Ride London 100? You'll probably catch highlights of the pro race and a few seconds showing that "thousands of amateur cyclists also tackled the Olympic course."

So why hasn't Ride London 100 established itself in the public consciousness? Is it a function of the complex sentiment towards cycling and cyclists or is it something else? Is it, perhaps, due to the sport's continued vision of itself as advocate for professional cycling? We might celebrate record levels of public participation in cycling but...really...they aren't proper riders.

Here are some dead easy steps that the organisers could take to help ensure that Ride London 100 really does become "the cycling equivalent of the London Marathon."

1. Welcome the 'triers'. These are the people in your street or office. These are the riders pitting themselves against an extraordinary challenge, the people who will engage huge numbers of friends and colleagues in their journey.

You don't welcome triers by putting us at the back of the field and then telling us we've got to clear a series of checkpoints by a certain time or be taken off the course. That means that the slower riders actually have LESS time to complete the route.

Me? One of the final riders to set off in 2015 I had the checkpoint times sellotaped to the crossbar of my bike and stressed the whole way round. I got removed from the route at 91 miles "Because we have to clear it for the professional riders." I was heartbroken and friends who knew how hard I had trained, just felt that this was definitely not an event for them.

So send the professionals off first, as they do in a certain marathon. Then, because you want to get the roads open for traffic,  give slower riders an earlier start in the main field and tell them to keep left. It's not rocket science. You've got closed roads, with plenty of room to overtake and you can still open the route to traffic on schedule.

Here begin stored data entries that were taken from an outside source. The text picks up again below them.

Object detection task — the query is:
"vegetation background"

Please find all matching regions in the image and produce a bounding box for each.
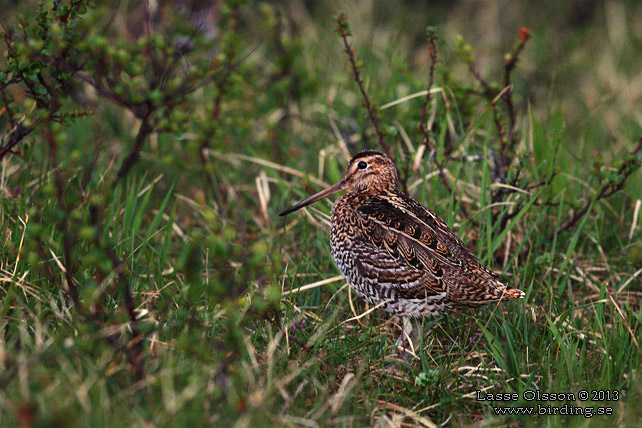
[2,0,642,426]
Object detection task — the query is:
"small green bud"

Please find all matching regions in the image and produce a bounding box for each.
[79,226,96,241]
[116,49,130,64]
[94,35,107,49]
[89,193,105,206]
[42,182,55,196]
[27,251,39,265]
[265,285,281,305]
[148,90,163,106]
[70,209,83,221]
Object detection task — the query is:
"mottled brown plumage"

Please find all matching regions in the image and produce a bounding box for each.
[280,150,524,317]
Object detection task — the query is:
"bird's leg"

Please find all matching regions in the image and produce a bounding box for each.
[395,317,415,355]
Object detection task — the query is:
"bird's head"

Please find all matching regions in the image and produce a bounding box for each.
[279,150,398,216]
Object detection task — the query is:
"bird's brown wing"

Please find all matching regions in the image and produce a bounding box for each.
[355,194,504,301]
[396,192,507,286]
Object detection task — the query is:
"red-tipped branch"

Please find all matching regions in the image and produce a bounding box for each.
[502,27,530,149]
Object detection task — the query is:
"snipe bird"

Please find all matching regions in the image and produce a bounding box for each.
[280,150,524,318]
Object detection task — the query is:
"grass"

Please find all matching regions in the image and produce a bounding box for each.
[2,1,642,427]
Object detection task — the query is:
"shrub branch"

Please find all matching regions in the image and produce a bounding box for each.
[46,123,145,380]
[418,29,469,217]
[555,138,642,236]
[335,12,390,157]
[199,6,241,164]
[116,109,153,181]
[503,27,530,149]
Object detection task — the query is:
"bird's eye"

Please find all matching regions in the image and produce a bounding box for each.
[358,161,367,170]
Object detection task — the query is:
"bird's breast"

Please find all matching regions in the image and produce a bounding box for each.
[330,198,362,276]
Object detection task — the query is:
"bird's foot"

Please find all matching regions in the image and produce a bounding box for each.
[395,317,419,359]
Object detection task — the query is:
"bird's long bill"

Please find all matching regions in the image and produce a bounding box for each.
[279,179,346,216]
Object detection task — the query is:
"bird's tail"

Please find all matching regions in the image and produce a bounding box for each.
[502,287,525,299]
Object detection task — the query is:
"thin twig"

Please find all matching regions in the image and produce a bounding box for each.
[198,7,240,165]
[116,109,153,181]
[416,31,469,218]
[503,27,530,149]
[46,124,146,379]
[555,138,642,235]
[466,62,492,97]
[0,123,37,159]
[45,126,80,307]
[419,30,438,155]
[490,108,509,197]
[111,250,145,380]
[457,29,531,230]
[335,12,390,156]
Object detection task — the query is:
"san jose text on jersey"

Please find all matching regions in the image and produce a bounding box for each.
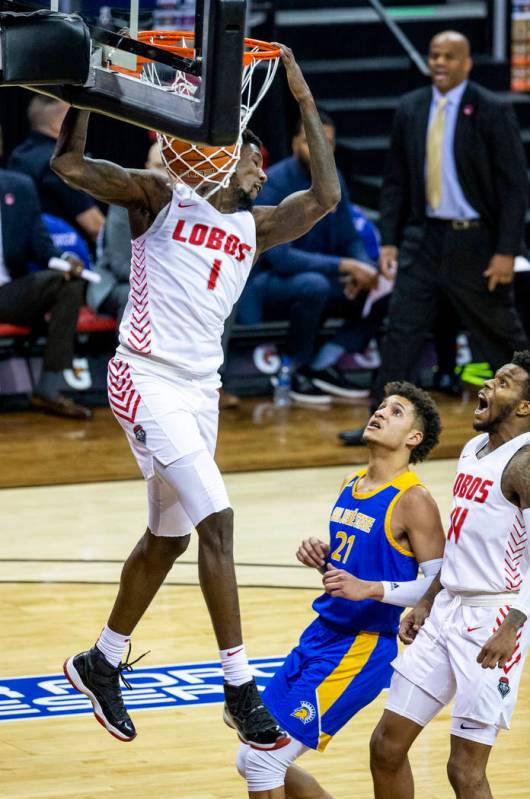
[313,468,422,636]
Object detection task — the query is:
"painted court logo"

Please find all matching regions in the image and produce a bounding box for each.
[0,657,284,723]
[291,700,316,725]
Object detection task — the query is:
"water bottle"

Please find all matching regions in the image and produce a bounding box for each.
[274,356,292,407]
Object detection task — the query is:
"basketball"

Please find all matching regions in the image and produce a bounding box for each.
[161,137,238,185]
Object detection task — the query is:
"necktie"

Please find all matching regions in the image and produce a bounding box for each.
[427,96,448,210]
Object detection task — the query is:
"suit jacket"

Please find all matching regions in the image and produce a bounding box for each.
[379,81,528,256]
[87,204,132,312]
[0,169,59,278]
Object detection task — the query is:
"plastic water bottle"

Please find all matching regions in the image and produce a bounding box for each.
[274,356,292,407]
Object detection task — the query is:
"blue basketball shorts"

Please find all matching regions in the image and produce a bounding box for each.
[263,616,397,751]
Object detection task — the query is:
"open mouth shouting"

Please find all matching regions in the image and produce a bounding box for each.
[474,390,490,420]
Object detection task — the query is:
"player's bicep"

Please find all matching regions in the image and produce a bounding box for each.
[255,190,330,254]
[51,154,148,208]
[504,446,530,508]
[401,488,446,563]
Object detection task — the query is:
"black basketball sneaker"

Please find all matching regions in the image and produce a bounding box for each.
[223,678,291,750]
[63,646,139,742]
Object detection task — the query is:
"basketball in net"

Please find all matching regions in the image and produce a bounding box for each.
[161,138,238,186]
[108,31,280,196]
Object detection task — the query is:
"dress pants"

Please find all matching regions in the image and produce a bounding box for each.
[372,220,528,402]
[0,270,84,371]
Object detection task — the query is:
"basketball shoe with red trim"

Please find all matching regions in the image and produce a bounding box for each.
[223,678,291,750]
[63,646,137,742]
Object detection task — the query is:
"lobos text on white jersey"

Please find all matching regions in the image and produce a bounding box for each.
[441,432,530,595]
[117,183,256,381]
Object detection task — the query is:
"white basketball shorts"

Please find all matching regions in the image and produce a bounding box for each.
[107,354,229,536]
[387,589,529,738]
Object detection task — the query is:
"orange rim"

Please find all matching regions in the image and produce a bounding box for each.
[109,30,281,77]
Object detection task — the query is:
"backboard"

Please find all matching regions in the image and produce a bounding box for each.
[0,0,247,145]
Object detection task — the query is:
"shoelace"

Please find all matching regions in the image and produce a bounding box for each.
[231,683,279,731]
[117,644,150,691]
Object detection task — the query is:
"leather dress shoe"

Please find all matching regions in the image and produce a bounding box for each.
[31,393,92,420]
[338,426,366,446]
[219,388,240,410]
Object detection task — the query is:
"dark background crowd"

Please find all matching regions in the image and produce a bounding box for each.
[1,0,529,427]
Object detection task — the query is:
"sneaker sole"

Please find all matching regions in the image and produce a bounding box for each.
[63,657,136,742]
[223,709,291,751]
[311,379,370,399]
[289,390,331,405]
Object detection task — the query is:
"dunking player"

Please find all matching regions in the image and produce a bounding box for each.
[52,46,341,748]
[370,351,530,799]
[236,382,445,798]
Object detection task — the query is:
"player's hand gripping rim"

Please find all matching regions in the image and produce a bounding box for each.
[272,43,312,104]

2. Tell the story. Forget Bradley. The country knows and loves him but most of them haven't bothered to watch him ride since 2012. Seek out the fundraisers, the fatties, the fancy-dressed and the frightened. Make the event come to life by putting these cyclists at the heart of your media work. Put their faces on the banners, chalk their names on the roads, start an I Ride platform online and share...share...share and retweet.

3. Talking of media work...for heaven's sake! This event should be a gift for any PR team worth its retainer. There are stories to tell. Help the media find a reason to love cycling and marvel at what ordinary people are capable of doing. Challenge some of those celebrity shape-shifters and DVD-dieters to Get On Your Bike. Give them a place and watch the national coverage follow. Think regionally - if you can push out profiles to regional news programmes and newspapers you'll create engagement far beyond the capital.

4.Remember - the only people interested in the professional riders are other cyclists. If the only footage streamed shows the pro race then you are never going to reach the people on the sofa.

How many couch potatoes start running the day after the London Marathon? Ride London 100 could inspire just as many newcomers to cycling. It just needs to look beyond the professionals and find all those people riding because they want to change lives and make the world a slightly better place. People like you?

2014. When Hurricane Bertha battered Ride London and it STILL didn't hit the front pages. (I made it to the finish line that year!)